I am in my 19th year at the Boys & Girls Clubs of the Los Angeles Harbor – the challenges have been constant during this time and have become even more severe given the economic realities of the past four years and the difficulties, limitations and sometimes the outright danger a growing number of local families and especially their children must face. I grew up in San Pedro at a much better time – there are MANY more challenges today for our children to address and overcome.
I recently read two articles that reinforced this imperative to “meet the challenge.” In a recent op-ed piece titled “When School’s Out,” two researchers talked about the huge concern of working parents while they are on the job and their kids are out of school. Interestingly enough, Fortune 100 companies employed all the parents interviewed, so they had many resources at their disposal and yet were still anxious and sometimes desperate as to where their children could thrive during those most important hours of 3-6 p.m. Juxtapose that reality with another article stating that Los Angeles has the highest poverty rate among all California counties – a staggering 27%. If parents of Fortune 100 companies are extremely anxious due to uncertainty about where their kids are and what they are doing after school, just think what our growing number of working poor parents of San Pedro and our Harbor Area must feel who have many less options but all of the same concerns and needs.
This is one reason why our “Meet the Challenge” slogan is so very appropriate at the Boys & Girls Clubs of the Los Angeles Harbor. Because without the commitment of our Board, staff and our donors, we could not continue to make available the most up-to-date facilities nor sponsor the most comprehensive child development programming possible for over 8,000 youth annually, a number that is growing as our College Bound and Arts Academy programs attract continually more at-risk youth and provide a pathway to their development and success.
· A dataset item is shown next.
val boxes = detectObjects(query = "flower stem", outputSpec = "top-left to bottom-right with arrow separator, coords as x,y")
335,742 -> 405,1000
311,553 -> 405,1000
One illustration: our high school and middle school attendance has increased by a combined 70% over the last two years alone. Now that is a challenge.
But “Meet the Challenge” is also most appropriate for the children we serve. Although we attract all types of youth, our members are more often than not part of our 27% poverty rate. They are often hungry, condemned to poor living conditions, are without basic medical, dental and vision care (another article stated that one in seven Los Angeles school children do not have the glasses he or she needs), may be living without a parent or are in foster care. These children are part of the vastly growing segment of highly at-risk youth. Still, day in and day out I witness our kids who “meet the challenge” and truly overcome such great odds due to their indelible spirit and the efforts of so many caring adults and supporters. These children could easily give up, but with the Club providing a safe place to go and a plethora of programs and activities that allow them to develop and succeed – they do “meet the challenge” and will soon be leading our community and possibly our greater Los Angeles area as productive, caring and involved adults.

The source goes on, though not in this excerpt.